Invest in NanoVMs!

Overview of EBPF in the era of unikernels

Introduction

This article overviews EBPF (Extended Berkeley Packet Filter), which is a recent technology available in the Linux kernel to add user-defined functionalities in the kernel. This article aims at understanding what EBPF is and its use-cases. Also, we compare EBPF with unikernels. Please visit [3] If you want to get a better understanding of EBPF.

Overview

EBPF is a recent technology in the Linux kernel that allows users to add user-defined functionalities in the kernel. These functionalities are named EBPF programs that are attached to a specific kernel’s path and they execute when the path is traversed, e.g., send/receive a packet, open a socket, invoke/return from a syscall, etc. In simple words, an EBPF program is a piece of binary that executes in the context of the kernel when a certain event occurs at the kernel level. By adding these programs, users can tweak a kernel behaviour or add a new one. The original goal of BPF was to enable the specification of network filters in a more efficient way [1]. The aim of a network filter is to drop or keep packets by relying on a set of rules that applies to packet’s data, e.g., source IP, TCP type, MAC address, etc. A filter simply evaluates a condition on a packet and returns either true, i.e., keep the packet, or false, i.e., drop the packet. In [1], the authors propose a dedicated language to specify network filters. For example, the following code specifies a filter to accept all the IP packets:

ldh [12]
      jeq #ETHERTYPE_IP, L1, L2
L1:   ret  #TRUE
L2:   ret  #FALSE

From this specification, a bytecode is generated, and then loaded into the corresponding kernel path. For example, this specification can be attached to a raw socket to only receive IP packets during the receive() syscall. To get a taste on how a filter looks like, you can invoke tcpdump in the following way:

tcpdump port 22 -dd

You are going to get something like:

{ 0x28, 0, 0, 0x0000000c },
{ 0x15, 0, 8, 0x000086dd },
{ 0x30, 0, 0, 0x00000014 },
{ 0x15, 2, 0, 0x00000084 },
{ 0x15, 1, 0, 0x00000006 },
{ 0x15, 0, 17, 0x00000011 },
{ 0x28, 0, 0, 0x00000036 },
{ 0x15, 14, 0, 0x00000016 },

This is the bytecode for a filter to accept only packets to port 22. BPF filters perform better than filters at user-space because the filtering happens closely to where the packet has first arrived, i.e., the kernel. In this case, the filter executes in the kernel’s path that corresponds with the reception of network packets. EBPF extends BPF to the whole kernel, in other words, to any possible kernel’s path. EBPF is a domain-specific language that allows the user to extend Linux kernel functionalities. This is a C-like language that is translated to assembler instructions for a EBPF Virtual Machine. This is a simple state machine with a reduced number of registers. The following picture shows the EBPF components which are implemented within kernel:

The user loads a EBPF program by using the bpf() syscall, which is the interface to the kernel. Before loading the program into the kernel, the verifier verifies the program. This is important since the EBPF program executes in kernel mode. The Verifier checks for:

  • Unbounded loops
  • Use of a non-initialized register
  • Bounded number of instructions
  • Invalid access to the stack
  • Unreachable instructions

The loading of a program fails when any of these requirements is not fulfilled. To get a better understanding of the verifier, we recommend watching [2].

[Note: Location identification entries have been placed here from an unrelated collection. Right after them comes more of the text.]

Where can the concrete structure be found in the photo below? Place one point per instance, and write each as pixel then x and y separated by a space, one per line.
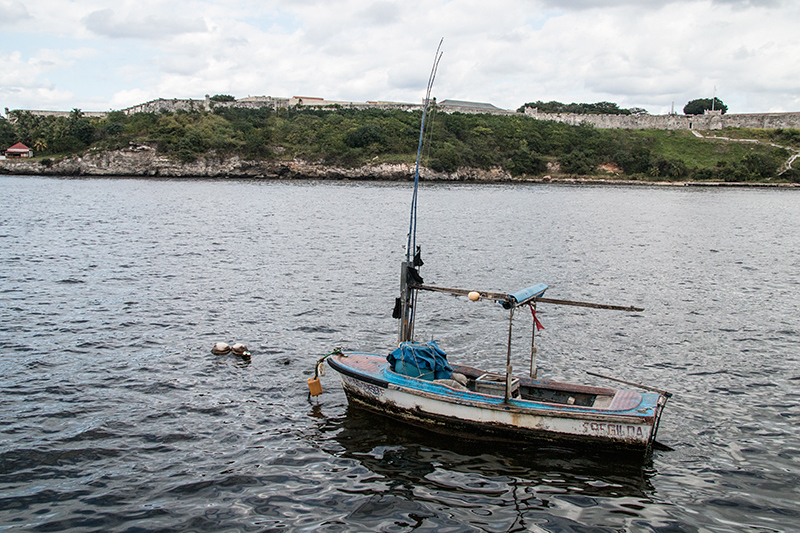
pixel 711 120
pixel 19 150
pixel 45 113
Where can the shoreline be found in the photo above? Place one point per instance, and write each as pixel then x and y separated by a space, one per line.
pixel 143 162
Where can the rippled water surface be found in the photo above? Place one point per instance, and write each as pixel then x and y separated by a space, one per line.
pixel 115 416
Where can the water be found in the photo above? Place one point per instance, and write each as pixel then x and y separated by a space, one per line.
pixel 115 416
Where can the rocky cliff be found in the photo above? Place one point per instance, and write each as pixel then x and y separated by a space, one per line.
pixel 143 161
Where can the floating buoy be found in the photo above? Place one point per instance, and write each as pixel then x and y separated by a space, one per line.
pixel 220 349
pixel 240 349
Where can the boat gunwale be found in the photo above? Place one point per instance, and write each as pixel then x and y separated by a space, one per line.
pixel 489 401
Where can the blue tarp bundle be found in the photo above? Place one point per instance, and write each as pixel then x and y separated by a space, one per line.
pixel 417 360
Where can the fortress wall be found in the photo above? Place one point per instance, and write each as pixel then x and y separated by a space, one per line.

After the program is statically analysed, the verifier simulates the execution of the program one instruction at a time. During the execution, the verifier checks the states of the virtual machine before and after the execution of every instruction to ensure that registers and the stack state are valid.

The Just-in-Time compiler (JIT) takes the verified code and compiles this to the native CPU, e.g., x86, ARM. At this point, the EBPF program is attached to the corresponding kernel path and is executed when the right event occurs.

An EBPF program only contains code instructions. There is no actual data or methods to allocate dynamic memory like by using malloc(). For this purpose, EBPF allows the definition of maps. Maps are used to exchange data between other EBPF programs and with user applications. Note that the stack can be used to read values only if the program has already written to it.

EBPF programs are only allowed to interact with the OS by using EBPF helpers. For example, this API allows a program to get the current time or get a random number. This API is stable over time and has backward support.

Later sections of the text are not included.